February 8, 2018 — by Chelsea Leung and Kaitlyn Wang

Though most garden plots around school are filled with flowers or other generic plants, students were surprised to find edible crops growing behind the ceramics room recently.

The Agriculture Club, which started this year, has planted one of four garden plots near the ceramics room. According to junior co-president Kevin Jin, the club is using the space to grow peas and carrots during lunch meetings on Thursdays. The peas are doing the best so far, growing to about one foot high. Although Agriculture Club began planting during first semester, the carrots only recently sprouted, as a result of the cold winter weather.

The maintenance crew, who also do gardening work on campus, maintains the other plots. Agriculture Club borrowed shovels from them and also brought tools from home to work on their plot.

Since the club plans to donate crops to charities such as West Valley Community Services, Jin said that the gardening project is a good start to Agriculture Club’s first year of existence and a way for the four active members to learn the basics of agriculture.

“As a first-year club, it is really difficult to attract many many members, especially since many people in Saratoga are more engaged in STEM fields,” Jin said. “For now, our goals are simply to raise awareness of the impact and complexity within the agricultural field.”

Environmental Club, like Agriculture Club, is also striving to increase member involvement through campus projects.

Because some students mistake the gray recycling bins for trash cans, Environmental Club has recently attached signs that clearly identify the bins as recycling.

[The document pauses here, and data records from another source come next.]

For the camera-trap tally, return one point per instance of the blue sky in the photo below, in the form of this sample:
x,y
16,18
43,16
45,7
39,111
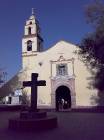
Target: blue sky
x,y
59,20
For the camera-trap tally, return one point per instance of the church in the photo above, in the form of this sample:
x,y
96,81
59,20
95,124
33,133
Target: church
x,y
67,77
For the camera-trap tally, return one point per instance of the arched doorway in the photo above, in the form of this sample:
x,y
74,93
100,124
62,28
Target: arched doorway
x,y
63,98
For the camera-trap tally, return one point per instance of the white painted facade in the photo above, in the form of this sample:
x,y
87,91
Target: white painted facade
x,y
45,63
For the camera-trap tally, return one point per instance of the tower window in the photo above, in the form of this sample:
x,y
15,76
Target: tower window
x,y
62,69
29,31
30,22
29,45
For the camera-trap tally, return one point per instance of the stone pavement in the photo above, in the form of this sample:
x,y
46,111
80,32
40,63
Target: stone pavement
x,y
72,126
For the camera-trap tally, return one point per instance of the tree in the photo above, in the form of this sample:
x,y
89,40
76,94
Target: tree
x,y
92,46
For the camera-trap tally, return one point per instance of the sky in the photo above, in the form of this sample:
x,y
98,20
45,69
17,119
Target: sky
x,y
59,20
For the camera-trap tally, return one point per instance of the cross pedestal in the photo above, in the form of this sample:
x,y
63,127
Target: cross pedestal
x,y
32,119
34,83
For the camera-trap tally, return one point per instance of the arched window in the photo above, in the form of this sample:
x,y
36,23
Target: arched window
x,y
62,69
29,31
29,45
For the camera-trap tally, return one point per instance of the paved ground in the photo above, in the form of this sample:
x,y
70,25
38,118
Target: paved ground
x,y
72,126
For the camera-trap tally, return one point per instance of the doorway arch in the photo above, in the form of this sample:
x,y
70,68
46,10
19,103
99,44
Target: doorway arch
x,y
63,98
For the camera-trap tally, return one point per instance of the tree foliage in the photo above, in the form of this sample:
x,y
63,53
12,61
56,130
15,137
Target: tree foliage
x,y
92,46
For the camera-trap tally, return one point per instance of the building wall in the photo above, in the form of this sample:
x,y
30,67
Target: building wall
x,y
45,62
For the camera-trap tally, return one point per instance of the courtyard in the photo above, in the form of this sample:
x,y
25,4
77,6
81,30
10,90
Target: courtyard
x,y
71,126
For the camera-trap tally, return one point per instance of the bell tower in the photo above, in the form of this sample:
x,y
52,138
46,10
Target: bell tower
x,y
32,41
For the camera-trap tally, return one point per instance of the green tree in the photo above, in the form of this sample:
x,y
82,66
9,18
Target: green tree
x,y
92,46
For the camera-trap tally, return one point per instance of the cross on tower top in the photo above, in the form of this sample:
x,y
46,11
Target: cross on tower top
x,y
33,11
34,83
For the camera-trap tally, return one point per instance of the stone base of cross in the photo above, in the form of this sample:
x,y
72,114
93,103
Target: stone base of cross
x,y
34,83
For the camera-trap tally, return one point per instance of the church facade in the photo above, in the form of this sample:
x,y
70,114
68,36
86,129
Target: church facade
x,y
67,77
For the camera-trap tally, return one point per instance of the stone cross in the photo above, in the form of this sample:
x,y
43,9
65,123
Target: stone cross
x,y
34,83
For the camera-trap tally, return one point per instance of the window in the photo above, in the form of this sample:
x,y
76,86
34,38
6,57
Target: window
x,y
62,69
29,31
30,22
29,45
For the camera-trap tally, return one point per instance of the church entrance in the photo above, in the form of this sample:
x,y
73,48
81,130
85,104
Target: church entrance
x,y
63,98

Members and officers attached laminated signs to garbage cans and recycling bins around campus, illustrating what items can be thrown away or recycled.

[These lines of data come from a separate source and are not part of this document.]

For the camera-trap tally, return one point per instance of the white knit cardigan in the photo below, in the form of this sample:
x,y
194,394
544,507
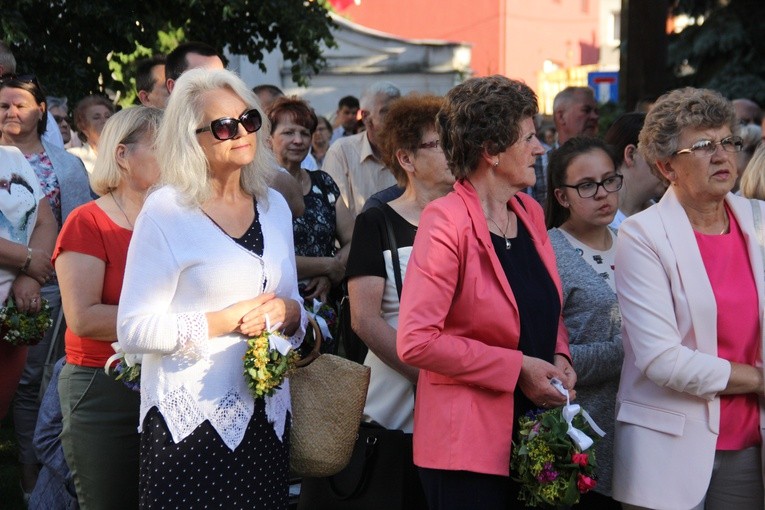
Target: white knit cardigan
x,y
181,265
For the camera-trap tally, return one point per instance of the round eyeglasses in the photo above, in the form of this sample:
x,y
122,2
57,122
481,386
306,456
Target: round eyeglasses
x,y
708,147
590,188
228,127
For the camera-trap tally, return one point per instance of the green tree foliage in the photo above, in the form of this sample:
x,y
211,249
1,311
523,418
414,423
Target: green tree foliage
x,y
77,47
724,52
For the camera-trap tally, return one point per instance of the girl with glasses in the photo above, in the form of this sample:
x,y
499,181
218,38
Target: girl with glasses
x,y
584,183
211,264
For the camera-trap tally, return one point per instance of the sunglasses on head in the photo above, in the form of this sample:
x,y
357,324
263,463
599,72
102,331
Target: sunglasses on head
x,y
24,78
228,127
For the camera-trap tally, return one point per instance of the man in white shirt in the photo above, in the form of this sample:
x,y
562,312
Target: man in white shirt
x,y
353,161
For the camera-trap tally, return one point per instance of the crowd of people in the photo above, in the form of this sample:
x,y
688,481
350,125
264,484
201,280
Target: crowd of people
x,y
484,254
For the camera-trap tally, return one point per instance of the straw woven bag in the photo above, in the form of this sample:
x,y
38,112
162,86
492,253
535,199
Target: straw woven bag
x,y
328,396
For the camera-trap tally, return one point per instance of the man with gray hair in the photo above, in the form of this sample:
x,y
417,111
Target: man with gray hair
x,y
8,66
575,113
354,161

“We know that the signs are not an end-all solution, but a goal of the project is to make recycling as easy as possible for everyone,” senior Environmental Club co-president Dasha Gousseva said.

The club officers hope to pair every trash can on campus with a recycling bin so that students do not throw away something recyclable for convenience’s sake.

In order to help students understand what can be recycled and what can be thrown away, Environmental Club organized a sorting game to further educate students on the recycling process for the Speak Up for Change cultural fair.

After playing the game, many students expressed surprise that individual plastic bags must be thrown away because they slow down the recycling process by getting caught in machines. By contrast, plastic bags gathered into a single plastic bag can be recycled because they are compacted.

Environmental Club, like Agriculture Club, has also collaborated with maintenance supervisor Brian Moran. After discussing the lack of classroom recycling bins with Moran, Environmental club officers checked every classroom to note which teachers needed recycling bins and which teachers had multiple bins that could be transferred to other classrooms.

The officers plan to email teachers about the project and to remind them that the school’s recycling is single stream, meaning all items are mixed together and do not have to be sorted.

Gousseva called the project “a great opportunity for outreach.”